Ecosystem Organization Classifier
Ecosystem Organization Classifier | |
---|---|
Project Information | |
Has title | Ecosystem Organization Classifier |
Has owner | Libby Bassini, Anne Freeman |
Has start date | |
Has deadline date | |
Has project status | Active |
Is dependent on | Crunchbase Database, VentureXpert Database |
Does subsume | Defining Incubators, Incubator Seed Data, Incubators in Five Ecosystems |
Copyright © 2019 edegan.com. All Rights Reserved. |
Introduction
The purpose of this project is to build a classifier, which takes the description of an ecosystem organization (i.e., a startup, a venture capitalist, an incubator, etc.) and either correctly classifies the organization's type or correctly classifies incubators vs. non-incubators.
Text Processing
There are two obvious classification methods for the processing the textual descriptions.

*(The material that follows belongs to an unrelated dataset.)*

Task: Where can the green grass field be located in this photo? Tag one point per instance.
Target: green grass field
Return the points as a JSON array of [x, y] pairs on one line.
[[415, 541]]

The first is a "Bag of Words" approach, which uses Term Frequency – Inverse Document Frequency (TF-IDF) to do basic natural language processing and select words or phrases which have discriminant capabilities. The second is a Word2Vec approach which uses a shallow 2 layer neural network to reduce descriptions to a vector with high discriminant potential. (See "Memo for Evan" in E:\mcnair\Projects\Incubators for further detail.) We are going to be trying both approaches.
Code built already
We have previously used bag-of-words in the Demo Day Page Google Classifier and in early versions of the Industry Classifier. Later versions of the Industry Classifier were based on our Deep Text Classifier project.
First data
For the first data, we are going to use organization descriptions from Crunchbase. Run this code on crunchbase3 (see Crunchbase Database):
\COPY (SELECT uuid, company_name, short_description FROM Organizations) TO 'CrunchbaseShortOrgDescs.txt' WITH DELIMITER AS E'\t' HEADER NULL AS '' CSV --744332 \COPY (SELECT A.uuid, A.company_name, B.description FROM Organizations AS A JOIN organization_descriptions AS B on A.uuid=B.uuid) TO 'CrunchbaseLongOrgDescs.txt' WITH DELIMITER AS E'\t' HEADER NULL AS '' CSV --520698
The resulting files are in Z:\crunchbase3 and copied to E:\projects\crunchbase3.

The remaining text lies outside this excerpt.